第28話 エリオット

 レナは二階に上がると、いつもとは逆方向に廊下を進んだ。エリオットたちの部屋がある方だ。こちら側に来ることはほとんどないので、少し緊張する。

 すぐに、部屋の扉がわずかに開いていることに気づいた。閉め忘れだろうか。レナは思わず、隙間から中を覗き込んでしまった。

 自分の部屋の倍ほどの大きさがあるその部屋の中には、様々な物が散らばっていた。雑にたたまれ、床に積まれている服。いつも彼らが身に着けている、それからレナが見たことのない、様々な武具。ナイフ投げの練習用なのか、壁に吊るされたぼろぼろになった円形の木の板。レナの知らない遊戯盤。

 部屋の中には机が二つあったが、両方とも紙資料や筆記用具、その他小物でいっぱいだ。エリオットがこの部屋でなく、資料室で書類仕事をする理由が分かった気がした。

 探していたエリオットの姿は見えず、そこに居たのはベッドに腰掛けたラスだけだった。祈るように組んだ両手を膝の上に乗せ、じっと床に視線を送っている。何か考え事をしているようだった。

「レナさん」

 ラスが、不意に顔を上げた。覗き見になっていたことに気づき、レナは慌てて扉を開いて頭を下げる。

「どうかしましたか?」

「エリオットさんを探してるんです」

「ふむ。まだ帰ってきていないと思いますよ」

「そうですか……」

 レナは思案した。それなら、追加で情報を集めておくべきかもしれない。とは言え一人で外には出られないし、どこから集めればいいんだろう。やっぱりエヴァンともっと話すべきだろうか。今なら部屋に居るはずだ。

「もしかして、あのフード姿の話ですか?」

 唐突に、ラスがそんなことを言う。何も言っていないのに当てられて、レナはちょっとびっくりした。

「え、はい、そうです。どうして分かったんですか?」

「いえ、なにか深刻そうだったので」

 ラスは居住まいを正すと、説き聞かせるように言葉を続けた。

「レナさん、エリオットに何を言いに行くつもりなのかは分かりませんが……じっくり考えたうえで、相談に行ってくださいね」

 その言葉に、レナはどきりとした。ラスは真剣な表情で尋ねる。

「誰かの意見に流されたり、騙されたりなんて、してませんよね?」

「……はい」

 一瞬だけ、躊躇ためらってしまった。でも、誰かに――エヴァンに騙されてるなんてこと、ないはずだ。

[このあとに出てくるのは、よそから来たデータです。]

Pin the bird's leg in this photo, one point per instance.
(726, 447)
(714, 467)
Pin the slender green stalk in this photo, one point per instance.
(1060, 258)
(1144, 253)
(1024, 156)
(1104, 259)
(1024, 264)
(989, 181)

「それなら構いませんが。すみませんね、変なことを言って」

 表情を緩めて、ラスが言う。

「いえ」

「狙われてるのはレナさんなんですから、無理しなくたっていいんですよ。隣町に逃げるという手だってあるんですから」

 レナは何も言わずに頷いた。

 不意に、玄関からがちゃりという音が聞こえてきた。レナははっとして、廊下の先に視線を送る。見えはしなかったが、誰かの足音が入ってくる。エリオットかヒューか、どちらかだろう。

「あの、ありがとうございました」

「いえいえ」

 小さく頭を下げると、レナは扉をぱたりと閉めた。


 リビングにもダイニングにも誰もいないことを確認したレナは、奥にある資料室に向かった。肩にかかった髪をいじりながら、扉の前でしばし逡巡しゅんじゅんする。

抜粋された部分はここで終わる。